这些大多数需要的修改都来源于Eager模式量化的基本限制。Eager模式作用于模块级别,因为它无法检查实际运行的代码(forward函数中),通过模块交换实现量化,而且在Eager模式下我们不知道模块在forward函数中的使用情况,因此需要用户手动插入QuantStub和DeQuantStub标记他们想要量化或反量化的位置。在图模式中,我们可以检查forward函数中实际执行代码的情况(例如aten函数调用),通过模块和图操作实现量化。由于图模式具有代码运行的完全可见性,我们的工具可以自动识别要融合的模块和插入观察者调用的位置、量化/反量化函数等,从而实现整个量化过程的自动化。
FX图模式量化的优点是:
简单的量化流程,手动步骤最少
解锁执行更高层次优化的可能性,例如自动精度选择
2. 定义助手函数并准备数据集¶
我们将首先进行必要的导入,定义一些助手函数并准备数据。
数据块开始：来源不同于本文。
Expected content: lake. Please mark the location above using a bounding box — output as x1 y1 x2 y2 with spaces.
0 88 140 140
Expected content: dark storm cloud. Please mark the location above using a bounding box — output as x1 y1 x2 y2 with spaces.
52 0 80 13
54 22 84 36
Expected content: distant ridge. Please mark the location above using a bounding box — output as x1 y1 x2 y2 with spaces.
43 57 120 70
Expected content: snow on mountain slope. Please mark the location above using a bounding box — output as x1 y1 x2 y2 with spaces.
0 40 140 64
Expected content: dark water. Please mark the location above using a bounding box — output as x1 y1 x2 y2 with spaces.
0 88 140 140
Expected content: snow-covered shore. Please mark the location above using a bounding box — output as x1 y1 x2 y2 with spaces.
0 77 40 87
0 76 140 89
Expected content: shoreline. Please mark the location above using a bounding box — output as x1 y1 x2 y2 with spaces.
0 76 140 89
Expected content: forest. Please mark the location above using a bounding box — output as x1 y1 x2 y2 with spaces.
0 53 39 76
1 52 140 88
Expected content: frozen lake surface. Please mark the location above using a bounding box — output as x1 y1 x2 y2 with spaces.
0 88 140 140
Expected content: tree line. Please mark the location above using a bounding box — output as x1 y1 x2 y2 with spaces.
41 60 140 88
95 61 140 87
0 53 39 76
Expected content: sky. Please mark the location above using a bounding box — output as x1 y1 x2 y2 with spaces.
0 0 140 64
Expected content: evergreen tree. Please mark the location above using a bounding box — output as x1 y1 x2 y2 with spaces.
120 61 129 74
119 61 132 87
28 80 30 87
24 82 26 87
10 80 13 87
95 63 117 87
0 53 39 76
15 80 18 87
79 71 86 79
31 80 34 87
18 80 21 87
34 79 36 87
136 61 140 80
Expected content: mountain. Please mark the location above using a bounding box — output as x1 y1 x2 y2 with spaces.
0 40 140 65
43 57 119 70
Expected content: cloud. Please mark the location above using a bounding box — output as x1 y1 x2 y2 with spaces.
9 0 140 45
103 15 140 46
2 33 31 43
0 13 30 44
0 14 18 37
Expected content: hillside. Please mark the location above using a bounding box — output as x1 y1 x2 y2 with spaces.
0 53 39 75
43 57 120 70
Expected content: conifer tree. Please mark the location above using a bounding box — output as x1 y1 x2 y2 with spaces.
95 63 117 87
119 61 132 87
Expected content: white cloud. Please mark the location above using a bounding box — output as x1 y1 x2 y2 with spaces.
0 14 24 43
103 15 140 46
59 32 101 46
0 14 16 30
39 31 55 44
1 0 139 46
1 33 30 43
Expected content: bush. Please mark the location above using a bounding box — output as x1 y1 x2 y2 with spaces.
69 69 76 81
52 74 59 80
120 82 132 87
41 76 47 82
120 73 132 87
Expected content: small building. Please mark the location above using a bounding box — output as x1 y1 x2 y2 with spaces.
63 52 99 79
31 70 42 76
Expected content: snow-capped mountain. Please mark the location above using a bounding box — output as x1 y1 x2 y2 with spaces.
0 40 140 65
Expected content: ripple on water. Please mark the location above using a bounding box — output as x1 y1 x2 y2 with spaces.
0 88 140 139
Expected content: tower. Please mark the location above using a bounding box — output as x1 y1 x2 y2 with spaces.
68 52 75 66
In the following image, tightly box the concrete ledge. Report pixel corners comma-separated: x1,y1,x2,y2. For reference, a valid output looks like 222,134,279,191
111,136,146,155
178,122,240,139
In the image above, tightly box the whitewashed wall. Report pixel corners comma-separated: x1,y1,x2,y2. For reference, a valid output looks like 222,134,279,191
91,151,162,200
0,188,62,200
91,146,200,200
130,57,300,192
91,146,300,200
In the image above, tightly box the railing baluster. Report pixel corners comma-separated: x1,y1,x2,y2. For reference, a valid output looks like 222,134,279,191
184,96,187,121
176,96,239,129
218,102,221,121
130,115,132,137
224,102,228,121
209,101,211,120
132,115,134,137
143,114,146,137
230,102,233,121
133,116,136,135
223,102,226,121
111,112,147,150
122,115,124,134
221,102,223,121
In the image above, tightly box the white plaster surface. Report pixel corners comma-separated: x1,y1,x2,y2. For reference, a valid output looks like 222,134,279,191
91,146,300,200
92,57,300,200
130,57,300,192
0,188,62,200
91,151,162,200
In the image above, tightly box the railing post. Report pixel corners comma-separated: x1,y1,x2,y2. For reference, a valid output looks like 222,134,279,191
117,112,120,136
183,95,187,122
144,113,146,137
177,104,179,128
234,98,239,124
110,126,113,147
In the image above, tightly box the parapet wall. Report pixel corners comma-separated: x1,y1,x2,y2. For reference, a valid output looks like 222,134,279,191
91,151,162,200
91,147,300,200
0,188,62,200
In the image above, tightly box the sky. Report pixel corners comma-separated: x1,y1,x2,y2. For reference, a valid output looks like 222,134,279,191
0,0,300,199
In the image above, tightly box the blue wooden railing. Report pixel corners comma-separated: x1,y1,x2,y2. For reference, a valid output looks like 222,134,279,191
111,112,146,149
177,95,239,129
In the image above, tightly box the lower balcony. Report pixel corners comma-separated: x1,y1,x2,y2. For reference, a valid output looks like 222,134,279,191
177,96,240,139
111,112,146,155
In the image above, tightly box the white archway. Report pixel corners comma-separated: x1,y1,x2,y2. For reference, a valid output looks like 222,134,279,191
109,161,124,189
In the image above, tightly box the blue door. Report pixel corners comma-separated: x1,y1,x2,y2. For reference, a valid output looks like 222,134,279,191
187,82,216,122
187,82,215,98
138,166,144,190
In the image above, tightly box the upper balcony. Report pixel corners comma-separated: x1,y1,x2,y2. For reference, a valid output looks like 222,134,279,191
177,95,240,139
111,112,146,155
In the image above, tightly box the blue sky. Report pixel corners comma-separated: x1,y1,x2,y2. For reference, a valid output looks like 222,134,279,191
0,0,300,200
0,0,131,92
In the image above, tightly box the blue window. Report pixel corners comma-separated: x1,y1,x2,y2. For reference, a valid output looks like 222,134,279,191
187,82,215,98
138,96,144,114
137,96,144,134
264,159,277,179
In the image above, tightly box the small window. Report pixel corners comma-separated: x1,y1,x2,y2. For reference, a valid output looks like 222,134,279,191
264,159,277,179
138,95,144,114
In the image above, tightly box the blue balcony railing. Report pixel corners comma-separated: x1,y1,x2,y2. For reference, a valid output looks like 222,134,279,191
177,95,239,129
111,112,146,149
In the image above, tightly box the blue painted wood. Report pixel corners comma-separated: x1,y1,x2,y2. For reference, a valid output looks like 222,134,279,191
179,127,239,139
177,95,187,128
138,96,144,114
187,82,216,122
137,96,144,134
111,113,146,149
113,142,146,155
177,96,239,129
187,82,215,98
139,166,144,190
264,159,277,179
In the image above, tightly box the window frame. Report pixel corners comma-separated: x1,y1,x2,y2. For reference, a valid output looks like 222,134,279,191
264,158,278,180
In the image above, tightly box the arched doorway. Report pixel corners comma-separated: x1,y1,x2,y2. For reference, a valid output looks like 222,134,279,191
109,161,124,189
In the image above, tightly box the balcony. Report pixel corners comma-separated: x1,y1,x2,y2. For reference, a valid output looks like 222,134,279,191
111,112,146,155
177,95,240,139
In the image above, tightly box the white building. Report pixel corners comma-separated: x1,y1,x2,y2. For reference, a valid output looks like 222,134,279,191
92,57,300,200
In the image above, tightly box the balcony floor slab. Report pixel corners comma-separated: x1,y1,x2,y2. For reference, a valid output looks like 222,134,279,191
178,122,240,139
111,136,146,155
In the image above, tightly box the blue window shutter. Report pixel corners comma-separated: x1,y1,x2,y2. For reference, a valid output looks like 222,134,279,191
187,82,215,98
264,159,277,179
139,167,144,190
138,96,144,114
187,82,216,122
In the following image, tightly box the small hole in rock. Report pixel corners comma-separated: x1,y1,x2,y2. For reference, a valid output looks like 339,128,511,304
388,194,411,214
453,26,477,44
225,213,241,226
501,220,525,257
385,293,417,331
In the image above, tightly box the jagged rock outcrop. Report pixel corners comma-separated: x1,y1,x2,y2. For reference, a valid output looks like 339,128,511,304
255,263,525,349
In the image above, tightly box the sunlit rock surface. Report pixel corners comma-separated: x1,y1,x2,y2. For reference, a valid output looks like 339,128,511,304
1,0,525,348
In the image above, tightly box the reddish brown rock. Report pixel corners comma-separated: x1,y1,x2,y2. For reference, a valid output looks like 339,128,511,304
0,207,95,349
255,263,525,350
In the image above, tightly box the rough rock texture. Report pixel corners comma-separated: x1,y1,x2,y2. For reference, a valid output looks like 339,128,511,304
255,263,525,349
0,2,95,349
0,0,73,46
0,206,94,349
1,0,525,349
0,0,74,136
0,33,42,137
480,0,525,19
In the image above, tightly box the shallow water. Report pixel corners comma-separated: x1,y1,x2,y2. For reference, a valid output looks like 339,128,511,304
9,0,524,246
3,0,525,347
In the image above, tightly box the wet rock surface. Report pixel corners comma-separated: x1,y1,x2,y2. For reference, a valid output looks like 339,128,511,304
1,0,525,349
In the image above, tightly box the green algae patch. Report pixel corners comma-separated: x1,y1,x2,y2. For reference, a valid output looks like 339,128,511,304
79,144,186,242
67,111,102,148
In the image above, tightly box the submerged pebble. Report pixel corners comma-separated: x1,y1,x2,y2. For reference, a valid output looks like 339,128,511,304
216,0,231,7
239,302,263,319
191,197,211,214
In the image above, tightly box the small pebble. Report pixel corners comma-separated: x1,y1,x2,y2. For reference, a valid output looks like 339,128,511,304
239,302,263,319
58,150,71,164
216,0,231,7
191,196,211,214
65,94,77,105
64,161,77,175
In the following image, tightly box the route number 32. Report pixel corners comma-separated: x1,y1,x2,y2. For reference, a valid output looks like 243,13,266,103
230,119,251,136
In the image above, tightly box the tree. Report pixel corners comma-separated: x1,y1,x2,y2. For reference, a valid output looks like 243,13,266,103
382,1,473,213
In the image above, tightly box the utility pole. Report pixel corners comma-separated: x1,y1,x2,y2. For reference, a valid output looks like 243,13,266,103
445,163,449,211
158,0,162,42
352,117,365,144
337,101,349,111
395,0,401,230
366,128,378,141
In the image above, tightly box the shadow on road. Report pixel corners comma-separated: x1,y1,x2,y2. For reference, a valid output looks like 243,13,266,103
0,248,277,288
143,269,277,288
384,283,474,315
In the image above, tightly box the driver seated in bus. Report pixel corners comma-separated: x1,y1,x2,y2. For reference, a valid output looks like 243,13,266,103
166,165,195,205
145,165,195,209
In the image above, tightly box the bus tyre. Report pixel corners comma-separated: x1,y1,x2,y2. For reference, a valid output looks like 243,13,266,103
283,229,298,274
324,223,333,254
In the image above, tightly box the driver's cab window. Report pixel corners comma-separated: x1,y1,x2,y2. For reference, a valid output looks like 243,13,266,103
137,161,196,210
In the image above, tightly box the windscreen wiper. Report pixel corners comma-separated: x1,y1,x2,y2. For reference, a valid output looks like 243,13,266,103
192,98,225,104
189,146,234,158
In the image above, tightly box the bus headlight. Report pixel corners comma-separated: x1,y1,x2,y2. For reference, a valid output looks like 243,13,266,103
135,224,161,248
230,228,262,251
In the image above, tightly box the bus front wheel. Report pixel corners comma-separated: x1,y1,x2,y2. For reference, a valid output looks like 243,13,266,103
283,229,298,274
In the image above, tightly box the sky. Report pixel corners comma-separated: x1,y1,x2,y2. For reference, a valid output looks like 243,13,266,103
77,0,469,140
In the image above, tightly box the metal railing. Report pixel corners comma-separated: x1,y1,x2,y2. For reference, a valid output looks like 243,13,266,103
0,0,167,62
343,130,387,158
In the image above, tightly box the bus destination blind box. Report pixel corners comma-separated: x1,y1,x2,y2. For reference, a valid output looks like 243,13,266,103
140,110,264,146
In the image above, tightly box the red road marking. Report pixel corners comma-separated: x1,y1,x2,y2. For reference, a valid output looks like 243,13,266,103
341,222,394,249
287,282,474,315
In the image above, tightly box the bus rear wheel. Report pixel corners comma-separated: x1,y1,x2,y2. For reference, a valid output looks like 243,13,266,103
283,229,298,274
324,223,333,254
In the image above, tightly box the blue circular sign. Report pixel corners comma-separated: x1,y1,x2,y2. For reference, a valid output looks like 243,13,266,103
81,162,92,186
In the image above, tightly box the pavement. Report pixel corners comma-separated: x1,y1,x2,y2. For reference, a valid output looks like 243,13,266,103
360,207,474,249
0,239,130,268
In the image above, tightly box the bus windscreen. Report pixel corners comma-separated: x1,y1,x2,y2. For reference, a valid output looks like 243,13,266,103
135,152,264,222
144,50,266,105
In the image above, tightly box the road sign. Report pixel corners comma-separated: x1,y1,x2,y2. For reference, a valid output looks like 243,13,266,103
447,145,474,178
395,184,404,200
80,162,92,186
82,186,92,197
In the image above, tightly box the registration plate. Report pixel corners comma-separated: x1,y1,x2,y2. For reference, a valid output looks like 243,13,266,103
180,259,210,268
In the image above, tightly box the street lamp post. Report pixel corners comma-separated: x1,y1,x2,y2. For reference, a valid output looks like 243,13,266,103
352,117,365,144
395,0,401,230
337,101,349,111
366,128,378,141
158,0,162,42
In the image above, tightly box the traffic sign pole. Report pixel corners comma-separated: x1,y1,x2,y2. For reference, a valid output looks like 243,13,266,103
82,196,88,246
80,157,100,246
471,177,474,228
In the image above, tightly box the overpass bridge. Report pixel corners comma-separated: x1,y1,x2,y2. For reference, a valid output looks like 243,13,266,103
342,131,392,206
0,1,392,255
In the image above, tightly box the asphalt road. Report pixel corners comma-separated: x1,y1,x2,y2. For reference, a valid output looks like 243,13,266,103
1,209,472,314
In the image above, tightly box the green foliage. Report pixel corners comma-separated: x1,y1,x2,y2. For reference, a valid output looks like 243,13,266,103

这些步骤与`PyTorch中的Eager模式静态量化 <https://pytorch.org/tutorials/advanced/static_quantization_tutorial.html>`_中的步骤完全相同。
要使用整个ImageNet数据集运行本教程中的代码,请首先通过以下说明`ImageNet Data <http://www.image-net.org/download>`_下载imagenet。 将下载的文件解压到'data_path'文件夹。
下载`torchvision resnet18 模型 <https://download.pytorch.org/models/resnet18-f37072fd.pth>`_ 并将其重命名为``data/resnet18_pretrained_float.pth``。
import os
import sys
import time
import numpy as np
import torch
from torch.ao.quantization import get_default_qconfig, QConfigMapping
from torch.ao.quantization.quantize_fx import prepare_fx, convert_fx, fuse_fx
import torch.nn as nn
from torch.utils.data import DataLoader
import torchvision
from torchvision import datasets
from torchvision.models.resnet import resnet18
import torchvision.transforms as transforms
# Set up warnings
import warnings
warnings.filterwarnings(
action='ignore',
category=DeprecationWarning,
module=r'.*'
)
warnings.filterwarnings(
action='default',
module=r'torch.ao.quantization'
)
# Specify random seed for repeatable results
_ = torch.manual_seed(191009)
class AverageMeter(object):
"""Computes and stores the average and current value"""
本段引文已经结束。